With the notable “holy” plant that also helped shape the stoner rock scene being the center of the cover artwork, you pretty much know where this is going right from the start. The first notes of “Controllers Destroyed” are also there to help you get the point and I’m pretty sure that after a minute or two you won’t need any other hints.

70’s southern rock and proto-doom are sitting comfortably in a speeding smoked up that strolls through the Sky Valley. The sun caresses their skin and the wind provides little comfort, though its touch is much welcome. Their thoughts transform into riffs, lazy and stoked, but weirdly optimistic and energetic at the same time, providing the right stuff for a party or just a chilled, sunny afternoon. Each note of the first five tracks is filled with a groovy rhythm that makes every note matter. I mean real no-fillers-allowed shit right here.

This is the more straightforward side of the album, a surf in southern/desert rock sand waves, destined to make asses move, beers open, heads nod in trance, and in general make any worries go away and provoke you to chill the fuck out in any way you want. You might find this description generic, but this is because “Black Power Flower” is also generic in the best possible way. When you have a music that is based on groove and a small amount of riffs, you better make these two elements worthwhile.

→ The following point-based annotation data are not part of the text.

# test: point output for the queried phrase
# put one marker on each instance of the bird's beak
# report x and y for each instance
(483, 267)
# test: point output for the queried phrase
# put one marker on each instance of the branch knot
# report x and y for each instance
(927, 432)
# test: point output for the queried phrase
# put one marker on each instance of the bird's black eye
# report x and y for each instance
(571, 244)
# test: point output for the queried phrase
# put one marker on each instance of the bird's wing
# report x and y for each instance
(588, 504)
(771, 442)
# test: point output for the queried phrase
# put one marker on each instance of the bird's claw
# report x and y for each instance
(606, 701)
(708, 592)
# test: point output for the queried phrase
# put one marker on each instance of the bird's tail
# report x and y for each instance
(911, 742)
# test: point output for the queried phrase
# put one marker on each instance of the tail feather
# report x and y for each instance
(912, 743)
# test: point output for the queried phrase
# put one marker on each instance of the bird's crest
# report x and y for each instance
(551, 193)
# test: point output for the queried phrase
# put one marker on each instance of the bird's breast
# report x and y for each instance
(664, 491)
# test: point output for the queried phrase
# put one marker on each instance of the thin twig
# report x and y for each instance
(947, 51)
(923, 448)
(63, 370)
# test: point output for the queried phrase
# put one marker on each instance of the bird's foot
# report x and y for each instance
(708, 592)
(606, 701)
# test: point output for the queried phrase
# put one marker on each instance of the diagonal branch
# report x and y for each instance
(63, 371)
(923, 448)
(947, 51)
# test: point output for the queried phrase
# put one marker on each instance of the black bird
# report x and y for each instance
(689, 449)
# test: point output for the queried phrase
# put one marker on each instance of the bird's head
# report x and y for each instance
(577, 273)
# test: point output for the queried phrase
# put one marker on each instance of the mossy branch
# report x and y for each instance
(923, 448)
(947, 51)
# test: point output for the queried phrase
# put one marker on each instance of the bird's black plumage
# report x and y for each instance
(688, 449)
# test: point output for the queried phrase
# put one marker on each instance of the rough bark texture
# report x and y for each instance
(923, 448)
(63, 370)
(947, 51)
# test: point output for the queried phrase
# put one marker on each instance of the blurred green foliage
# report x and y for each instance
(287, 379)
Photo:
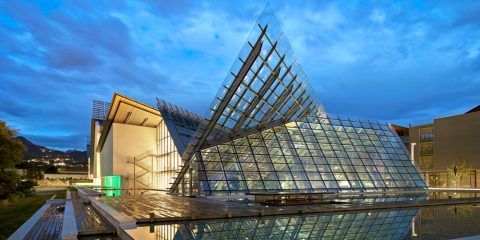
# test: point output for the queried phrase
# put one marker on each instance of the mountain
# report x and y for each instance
(42, 153)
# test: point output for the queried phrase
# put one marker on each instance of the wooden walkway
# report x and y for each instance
(167, 208)
(89, 222)
(49, 226)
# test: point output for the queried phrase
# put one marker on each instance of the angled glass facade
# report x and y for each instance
(317, 154)
(181, 123)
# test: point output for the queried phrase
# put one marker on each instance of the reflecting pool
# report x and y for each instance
(443, 222)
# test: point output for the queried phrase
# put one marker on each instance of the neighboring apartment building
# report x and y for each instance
(447, 151)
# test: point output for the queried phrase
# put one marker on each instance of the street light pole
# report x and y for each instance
(412, 155)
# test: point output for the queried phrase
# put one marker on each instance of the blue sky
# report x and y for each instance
(400, 62)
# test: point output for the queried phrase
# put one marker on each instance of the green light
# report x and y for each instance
(113, 182)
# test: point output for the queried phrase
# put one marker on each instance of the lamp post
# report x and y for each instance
(412, 155)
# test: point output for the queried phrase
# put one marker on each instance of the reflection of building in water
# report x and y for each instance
(447, 222)
(360, 225)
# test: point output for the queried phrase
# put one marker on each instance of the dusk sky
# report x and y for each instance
(398, 62)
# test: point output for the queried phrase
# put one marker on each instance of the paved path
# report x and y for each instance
(89, 222)
(49, 226)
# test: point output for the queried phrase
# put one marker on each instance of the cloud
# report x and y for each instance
(402, 62)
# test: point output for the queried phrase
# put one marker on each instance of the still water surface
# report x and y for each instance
(443, 222)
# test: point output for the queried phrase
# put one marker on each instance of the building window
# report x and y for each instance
(426, 149)
(426, 162)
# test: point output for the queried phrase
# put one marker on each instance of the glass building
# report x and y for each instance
(265, 131)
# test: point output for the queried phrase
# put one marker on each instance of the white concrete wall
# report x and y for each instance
(106, 156)
(129, 142)
(96, 156)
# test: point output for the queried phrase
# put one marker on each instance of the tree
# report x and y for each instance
(11, 152)
(11, 149)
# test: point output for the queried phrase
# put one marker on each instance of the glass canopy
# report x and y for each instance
(316, 154)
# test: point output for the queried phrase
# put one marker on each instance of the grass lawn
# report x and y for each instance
(13, 215)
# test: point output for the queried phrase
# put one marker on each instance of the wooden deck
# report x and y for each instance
(89, 222)
(49, 226)
(166, 208)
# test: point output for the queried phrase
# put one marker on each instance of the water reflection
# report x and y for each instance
(360, 225)
(443, 222)
(447, 222)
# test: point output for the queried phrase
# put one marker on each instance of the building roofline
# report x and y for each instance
(117, 99)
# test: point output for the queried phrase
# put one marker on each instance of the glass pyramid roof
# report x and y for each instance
(265, 86)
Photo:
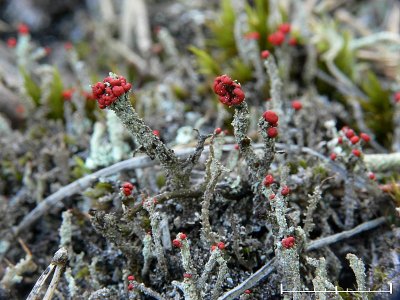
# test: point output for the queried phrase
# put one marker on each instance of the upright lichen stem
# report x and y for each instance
(151, 143)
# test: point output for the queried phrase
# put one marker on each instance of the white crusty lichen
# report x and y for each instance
(147, 253)
(149, 205)
(321, 281)
(107, 149)
(65, 230)
(194, 286)
(72, 288)
(358, 267)
(312, 205)
(13, 274)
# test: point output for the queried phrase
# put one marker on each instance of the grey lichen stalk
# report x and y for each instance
(240, 125)
(155, 218)
(358, 268)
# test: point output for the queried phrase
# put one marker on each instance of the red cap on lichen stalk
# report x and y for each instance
(229, 91)
(108, 91)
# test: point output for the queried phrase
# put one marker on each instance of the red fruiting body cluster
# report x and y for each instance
(296, 105)
(276, 38)
(11, 42)
(88, 95)
(284, 28)
(272, 132)
(265, 54)
(349, 133)
(108, 91)
(68, 46)
(127, 188)
(229, 92)
(23, 29)
(271, 117)
(217, 130)
(288, 242)
(221, 245)
(292, 41)
(67, 94)
(268, 180)
(354, 140)
(254, 35)
(285, 191)
(397, 97)
(177, 243)
(365, 137)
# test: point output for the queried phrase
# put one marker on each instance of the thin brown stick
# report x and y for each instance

And I’ll be damned if that doesn’t happen in here.

Although “Boogie Woogie On Your Brain” and “Ain’t No Runnin’” will bring up a small decline in the streak of awesome tracks, the 3 final songs come as a hazy burnout of the thoughts of our friends who were riding that car described earlier. Southern blues rock will be mixed with psychedelic stretches and the guitar sound becomes even more intoxicating since it’s released from the chains of the verse-chorus patent. Solos that feel like they’ve jumped out of the “Desert Sessions” make their way in your mind as the laid back rhythm section speeds up and you don’t even notice it amongst the awesomeness (“Hustler’s Blues”).

The album ends with one of the three best songs in there (“Where you from, man”), which is based on two quite simple riffs, but mister Bjork works his magic to make it sound far more deep and perplexed than it is. Although he has already a myth built up thanks to his career, Brant Bjork does not rest and gives out another record that honors the principles of a genre he largely helped be created and more importantly slaps around many bands that try to play the “bad motherfucker stoner rock” game (besides being tons of fun for those who worship stoner rock).

The final point is this: Do you enjoy Kyuss? Do you enjoy the more stoned side of Black Sabbath? Do you enjoy the dirty, fuzzy guitar sound that doesn’t sound like it’s been produced in a plastic factory and it heats up the room no matter the temperature? If you’ve nodded “Yes” in any of the above, please, do get some beer, a smoke or whatever floats your boat and let “Black Power Flower” roll. Don’t pass it by as “just another solo side project” because it is much more than that.